Importantly, it also features an index of variation in bounded scales (`horns`). It ranges from 0 to 1, where 0 means no variability and 1 would be a sample evenly split between the extremes — here, 1, and 5 — with no values in between. The reference value `horns_uniform` shows which value `horns` would have if the mean sample was uniformly distributed. This is 0.5 because of the 1-5 scale. See `horns()` for more details.
The actual `horns` value is 0.79, which is a high degree of variability even in the abstract. However, in practice, 0.79 might be extremely high compared to theoretical expectations: if the sample should have a roughly normal shape, even the hypothetical 0.5 uniform value would be surprisingly high, let alone the 0.79 actual value.
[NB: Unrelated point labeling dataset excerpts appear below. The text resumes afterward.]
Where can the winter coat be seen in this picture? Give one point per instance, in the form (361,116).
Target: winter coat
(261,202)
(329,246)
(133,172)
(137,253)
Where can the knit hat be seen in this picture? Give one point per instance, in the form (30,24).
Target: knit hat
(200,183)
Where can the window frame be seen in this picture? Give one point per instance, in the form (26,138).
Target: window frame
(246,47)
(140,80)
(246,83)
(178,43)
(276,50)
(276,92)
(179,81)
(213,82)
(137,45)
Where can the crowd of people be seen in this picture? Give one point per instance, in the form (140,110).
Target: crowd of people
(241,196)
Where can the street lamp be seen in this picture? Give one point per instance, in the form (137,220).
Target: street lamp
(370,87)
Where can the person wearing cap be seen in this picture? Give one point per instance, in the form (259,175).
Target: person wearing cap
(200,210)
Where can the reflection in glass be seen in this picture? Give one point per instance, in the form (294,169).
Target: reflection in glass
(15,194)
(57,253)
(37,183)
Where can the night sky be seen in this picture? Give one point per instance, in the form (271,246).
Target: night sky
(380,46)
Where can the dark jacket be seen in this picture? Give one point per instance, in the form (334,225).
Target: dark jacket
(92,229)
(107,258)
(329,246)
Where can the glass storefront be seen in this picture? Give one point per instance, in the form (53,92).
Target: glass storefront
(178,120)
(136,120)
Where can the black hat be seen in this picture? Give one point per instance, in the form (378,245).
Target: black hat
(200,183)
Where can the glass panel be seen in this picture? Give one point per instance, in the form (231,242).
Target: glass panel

- `frequency` shows the absolute and relative frequencies of values found by CLOSURE at each scale point. It also gives us the (absolute) frequency of values in the average sample that we saw in the plot above.
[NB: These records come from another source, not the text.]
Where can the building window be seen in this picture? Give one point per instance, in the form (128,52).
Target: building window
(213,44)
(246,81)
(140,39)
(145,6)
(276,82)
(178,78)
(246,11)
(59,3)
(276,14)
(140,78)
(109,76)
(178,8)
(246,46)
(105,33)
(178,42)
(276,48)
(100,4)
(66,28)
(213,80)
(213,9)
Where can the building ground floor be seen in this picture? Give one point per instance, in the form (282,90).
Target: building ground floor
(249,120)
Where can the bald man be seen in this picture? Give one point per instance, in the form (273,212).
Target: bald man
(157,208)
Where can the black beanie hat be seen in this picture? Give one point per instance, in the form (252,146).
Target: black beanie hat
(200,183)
- `results` stores all the samples that CLOSURE found (`sample`). Each has a unique number (`id`).
See `closure_generate()` for more details.
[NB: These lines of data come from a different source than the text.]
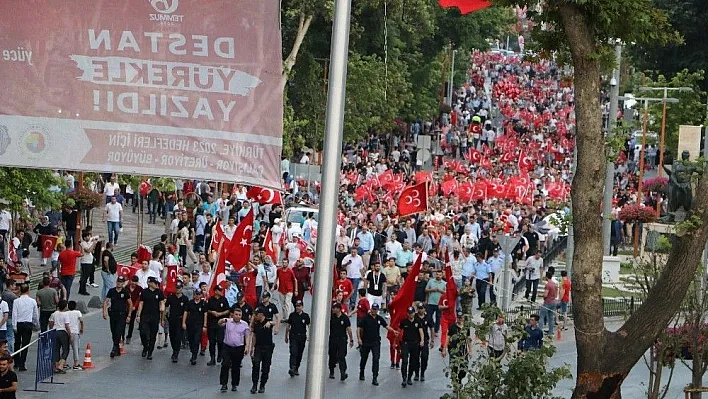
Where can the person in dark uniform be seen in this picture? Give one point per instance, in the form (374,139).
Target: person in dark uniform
(194,321)
(217,308)
(339,328)
(150,312)
(296,335)
(261,348)
(246,309)
(177,304)
(413,338)
(119,311)
(459,344)
(425,349)
(237,339)
(369,339)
In addition to the bar plot, unsum offers an ECDF plot for CLOSURE results:
```{r}
#| fig.alt: >
#| Empirical cumulative distribution function (ECDF) plot
#| of `data`, the CLOSURE output. The curve rises most steeply at the
#| first and last scale values, indicating a strongly polarized distribution.
closure_plot_ecdf(data)
```
## Horns index variation
You may wonder about variability between the samples. Couldn't there be some with a much lower or higher horns index than the overall mean `horns`? In this case, there would be a chance that the original data looked quite different from the average. Check this using `closure_horns_analyze()`:
```{r}
data_horns <- closure_horns_analyze(data)
data_horns
```
Also, `closure_horns_histogram()` visualizes the distribution of horns values across all samples:
```{r}
#| fig.alt: >
#| Barplot of horns values distribution.
#| The scale limits range from 0 to 1,
#| but values only start after 0.75
#| and end before 0.90.
closure_horns_histogram(data_horns)
```
In sum, the horns values are quite tightly confined. Wide variation among them seems to occur only if `mean` and `sd` have no decimal places.
## Read and write
What if you have a huge object with CLOSURE results that you want to save? Write it to disk with `closure_write()`:
```{r}
# Using a temporary folder via `tempdir()` just for this example --
# you should use a real folder on your computer instead!
path_new_folder <- closure_write(data, path = tempdir())
```
This stores the results using the highly efficient Parquet format. It will only take a tiny fraction of a CSV file's disk space.
In your later session, read the data in from the folder to get the same CLOSURE list back:
```{r}
data_new <- closure_read(path_new_folder)
```
A caveat: don't modify the output of `closure_generate()` before passing it into other `closure_*()` functions. The latter need input with a very specific format, and if you manipulate the data between two `closure_*()` calls, these assumptions may no longer hold. Some checks are in place to detect alterations, but they may not catch all of them.